# Some Men aref*cking stupid!!!



## janesmith (Nov 29, 2010)

So i get up this morning while he is still sleeping. Get in the shower, shave everything, brush, wash my hair and oiled up so id be nice and soft. Then spent the next 20 minutes rubbing and cuddling trying to get a response.

I was so trying to be an ault. I guess he wasnt in the mood,but wish he had just said that.


----------



## Atholk (Jul 25, 2009)

Did you touch his penis?

If not you may have been too subtle...


----------



## DawnD (Sep 23, 2009)

Uh, I do have to admit, if I go to all that trouble, his d*** is going in my mouth to ensure that I get what I was looking for. Did you walk up and gently rub it and then put it in your mouth??


----------



## LonelyNLost (Dec 11, 2010)

Atholk said:


> Did you touch his penis?
> 
> If not you may have been too subtle...


Yes, I've learned that men are, in fact clueless. Unless you touch their penis. LOL. I've done what you've done and then started kissing his neck and things and then I get what I want, but he still takes credit for initiating. :scratchhead: I only get credit if I wear lingerie, or give him a BJ while he's sleeping. But, if I touch his penis, it sends the immediate message that I'm interested. 
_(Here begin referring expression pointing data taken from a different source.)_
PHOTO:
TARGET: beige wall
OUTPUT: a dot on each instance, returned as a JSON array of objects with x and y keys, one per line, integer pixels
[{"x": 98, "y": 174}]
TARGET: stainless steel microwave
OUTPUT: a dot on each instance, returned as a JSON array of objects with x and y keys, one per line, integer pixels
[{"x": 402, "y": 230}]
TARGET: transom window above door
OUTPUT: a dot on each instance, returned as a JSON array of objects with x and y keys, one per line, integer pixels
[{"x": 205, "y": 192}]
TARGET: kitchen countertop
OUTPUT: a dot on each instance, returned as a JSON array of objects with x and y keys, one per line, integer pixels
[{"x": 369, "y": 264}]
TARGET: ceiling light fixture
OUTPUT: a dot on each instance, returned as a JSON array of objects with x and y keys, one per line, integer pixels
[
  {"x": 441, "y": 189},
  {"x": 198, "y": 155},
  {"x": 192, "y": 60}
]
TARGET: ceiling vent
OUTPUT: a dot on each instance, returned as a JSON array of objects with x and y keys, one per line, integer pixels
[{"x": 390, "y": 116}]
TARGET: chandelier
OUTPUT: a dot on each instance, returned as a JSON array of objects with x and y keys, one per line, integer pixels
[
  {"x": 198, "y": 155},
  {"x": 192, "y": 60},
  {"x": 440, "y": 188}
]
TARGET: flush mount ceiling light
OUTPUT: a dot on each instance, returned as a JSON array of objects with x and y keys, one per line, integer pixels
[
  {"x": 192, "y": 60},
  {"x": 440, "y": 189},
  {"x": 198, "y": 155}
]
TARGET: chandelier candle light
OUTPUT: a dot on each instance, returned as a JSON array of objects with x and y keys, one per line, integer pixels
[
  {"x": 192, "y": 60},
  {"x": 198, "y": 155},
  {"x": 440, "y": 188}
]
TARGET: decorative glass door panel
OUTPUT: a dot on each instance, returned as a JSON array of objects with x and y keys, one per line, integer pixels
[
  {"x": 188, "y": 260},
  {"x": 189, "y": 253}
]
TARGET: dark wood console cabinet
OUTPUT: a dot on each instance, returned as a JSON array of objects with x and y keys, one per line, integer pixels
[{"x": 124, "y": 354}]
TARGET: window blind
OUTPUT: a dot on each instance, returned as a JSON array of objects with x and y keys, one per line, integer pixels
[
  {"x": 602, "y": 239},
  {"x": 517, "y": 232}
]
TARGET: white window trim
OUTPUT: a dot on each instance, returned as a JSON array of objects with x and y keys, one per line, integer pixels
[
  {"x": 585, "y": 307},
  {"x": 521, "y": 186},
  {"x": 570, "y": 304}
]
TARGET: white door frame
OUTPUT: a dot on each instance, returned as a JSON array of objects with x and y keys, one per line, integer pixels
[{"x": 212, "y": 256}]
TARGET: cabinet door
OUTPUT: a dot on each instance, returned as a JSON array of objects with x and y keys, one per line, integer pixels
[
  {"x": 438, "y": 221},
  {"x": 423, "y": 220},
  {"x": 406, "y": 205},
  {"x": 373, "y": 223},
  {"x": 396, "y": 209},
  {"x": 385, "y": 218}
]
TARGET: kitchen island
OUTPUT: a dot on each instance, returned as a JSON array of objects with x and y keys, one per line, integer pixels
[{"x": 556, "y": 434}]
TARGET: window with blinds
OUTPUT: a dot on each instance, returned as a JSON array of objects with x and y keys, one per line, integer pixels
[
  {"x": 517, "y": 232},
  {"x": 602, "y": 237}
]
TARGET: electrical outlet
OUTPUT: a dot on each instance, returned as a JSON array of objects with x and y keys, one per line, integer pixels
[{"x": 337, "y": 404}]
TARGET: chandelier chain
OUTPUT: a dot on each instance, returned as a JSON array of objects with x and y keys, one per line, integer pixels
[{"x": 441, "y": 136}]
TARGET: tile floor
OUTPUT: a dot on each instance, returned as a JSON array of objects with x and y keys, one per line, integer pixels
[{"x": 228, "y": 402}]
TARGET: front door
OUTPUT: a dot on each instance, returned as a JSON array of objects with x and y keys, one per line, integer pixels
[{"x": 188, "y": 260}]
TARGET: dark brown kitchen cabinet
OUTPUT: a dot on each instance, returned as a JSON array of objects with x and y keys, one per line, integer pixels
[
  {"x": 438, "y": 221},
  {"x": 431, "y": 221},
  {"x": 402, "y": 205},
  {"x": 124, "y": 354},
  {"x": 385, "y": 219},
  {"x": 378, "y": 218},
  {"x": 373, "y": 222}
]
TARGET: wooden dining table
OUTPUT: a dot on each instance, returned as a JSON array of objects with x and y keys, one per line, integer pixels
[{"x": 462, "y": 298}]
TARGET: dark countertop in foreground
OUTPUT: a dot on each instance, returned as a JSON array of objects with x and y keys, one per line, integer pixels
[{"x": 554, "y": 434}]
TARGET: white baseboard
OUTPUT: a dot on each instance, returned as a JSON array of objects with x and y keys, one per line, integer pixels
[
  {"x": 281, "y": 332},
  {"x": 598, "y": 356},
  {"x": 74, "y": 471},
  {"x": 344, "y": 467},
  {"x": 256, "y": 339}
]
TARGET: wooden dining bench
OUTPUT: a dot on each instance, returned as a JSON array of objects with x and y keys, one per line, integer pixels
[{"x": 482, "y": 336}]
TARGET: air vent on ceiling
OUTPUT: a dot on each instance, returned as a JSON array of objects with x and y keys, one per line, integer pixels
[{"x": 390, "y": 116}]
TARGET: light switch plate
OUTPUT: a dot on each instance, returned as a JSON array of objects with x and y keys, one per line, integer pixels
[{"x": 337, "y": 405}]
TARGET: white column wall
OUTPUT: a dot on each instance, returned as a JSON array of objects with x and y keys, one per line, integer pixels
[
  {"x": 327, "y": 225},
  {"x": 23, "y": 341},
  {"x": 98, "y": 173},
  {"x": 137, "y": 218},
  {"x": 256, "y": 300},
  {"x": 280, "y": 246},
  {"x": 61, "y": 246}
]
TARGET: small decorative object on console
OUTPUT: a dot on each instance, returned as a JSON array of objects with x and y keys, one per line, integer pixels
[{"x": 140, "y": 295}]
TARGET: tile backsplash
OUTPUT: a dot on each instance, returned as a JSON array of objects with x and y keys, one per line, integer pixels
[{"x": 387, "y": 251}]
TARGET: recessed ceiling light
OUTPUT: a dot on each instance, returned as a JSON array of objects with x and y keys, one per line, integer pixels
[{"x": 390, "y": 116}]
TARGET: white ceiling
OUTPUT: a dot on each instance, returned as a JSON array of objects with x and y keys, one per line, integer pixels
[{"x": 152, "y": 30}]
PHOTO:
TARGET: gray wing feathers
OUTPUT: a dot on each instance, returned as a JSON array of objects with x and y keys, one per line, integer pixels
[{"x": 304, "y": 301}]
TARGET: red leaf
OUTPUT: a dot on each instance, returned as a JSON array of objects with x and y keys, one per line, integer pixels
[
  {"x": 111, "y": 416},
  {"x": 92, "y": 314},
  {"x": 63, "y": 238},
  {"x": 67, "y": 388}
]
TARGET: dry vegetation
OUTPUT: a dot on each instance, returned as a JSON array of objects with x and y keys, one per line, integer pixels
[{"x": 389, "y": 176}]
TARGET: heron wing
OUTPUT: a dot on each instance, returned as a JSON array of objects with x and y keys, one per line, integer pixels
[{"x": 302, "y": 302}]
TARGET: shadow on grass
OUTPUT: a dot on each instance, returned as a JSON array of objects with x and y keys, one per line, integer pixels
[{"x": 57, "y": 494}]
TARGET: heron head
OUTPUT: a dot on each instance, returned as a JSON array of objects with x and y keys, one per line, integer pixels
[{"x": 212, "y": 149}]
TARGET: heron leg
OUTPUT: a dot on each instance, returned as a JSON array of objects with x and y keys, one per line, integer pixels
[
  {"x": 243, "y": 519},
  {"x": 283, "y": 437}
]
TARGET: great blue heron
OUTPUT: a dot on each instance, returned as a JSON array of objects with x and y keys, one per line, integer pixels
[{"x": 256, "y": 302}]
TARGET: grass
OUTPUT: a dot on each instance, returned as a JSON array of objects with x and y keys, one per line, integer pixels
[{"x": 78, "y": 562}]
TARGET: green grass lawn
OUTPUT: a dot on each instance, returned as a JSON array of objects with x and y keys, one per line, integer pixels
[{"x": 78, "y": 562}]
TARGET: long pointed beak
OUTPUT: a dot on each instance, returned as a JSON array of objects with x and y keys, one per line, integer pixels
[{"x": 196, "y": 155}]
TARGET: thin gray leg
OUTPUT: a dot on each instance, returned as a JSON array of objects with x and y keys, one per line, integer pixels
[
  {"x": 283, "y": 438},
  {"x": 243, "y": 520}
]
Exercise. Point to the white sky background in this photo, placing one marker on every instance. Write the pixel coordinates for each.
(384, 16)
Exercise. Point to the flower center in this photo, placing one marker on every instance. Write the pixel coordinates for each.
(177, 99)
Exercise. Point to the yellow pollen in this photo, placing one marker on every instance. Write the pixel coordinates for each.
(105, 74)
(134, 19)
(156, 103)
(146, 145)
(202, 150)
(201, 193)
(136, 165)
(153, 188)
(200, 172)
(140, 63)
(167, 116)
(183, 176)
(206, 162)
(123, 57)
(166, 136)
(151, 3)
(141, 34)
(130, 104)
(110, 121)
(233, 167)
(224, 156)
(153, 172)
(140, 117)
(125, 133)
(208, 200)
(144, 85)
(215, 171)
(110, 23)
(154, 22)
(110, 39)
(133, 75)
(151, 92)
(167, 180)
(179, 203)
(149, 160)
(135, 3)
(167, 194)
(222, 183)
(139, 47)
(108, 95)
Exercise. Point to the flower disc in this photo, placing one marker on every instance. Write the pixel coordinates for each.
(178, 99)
Just this morning, I asked him to shower with me. He didn't take that as a come on. Then I turned around and my hand grazed his penis. He made an interesting noise. So I put it back there and it was on in a matter of minutes. Men want us to initiate, but they aren't so good sending signals. Or receiving them!


----------



## DanF (Sep 27, 2010)

Yes, we are fu*king stupid.:iagree:


----------



## bluesky (Jan 29, 2011)

This is really funny.

I hope you don't mind a man commenting here.

Perhaps stupid is a the wrong word here.

I do agree that I can be more oblivious that a typical woman is when it comes to these matters.

Men are usually very direct in the the way we do things.

The same goes in the dating world.....us men often miss cues when a woman is interested in us.

We do think differently for sure.


----------



## hkbaker (Dec 10, 2010)

*Re: Men are f*cking stupid!!!*



LonelyNLost said:


> Men are f*cking stupid!!!
> 
> Yes, I've learned that men are, in fact clueless. Unless you touch their penis.
> 
> Men want us to initiate, but they aren't so good sending signals. Or receiving them!


You should go back and edit your posts to read _my man_ instead of men. Why such broad strokes? 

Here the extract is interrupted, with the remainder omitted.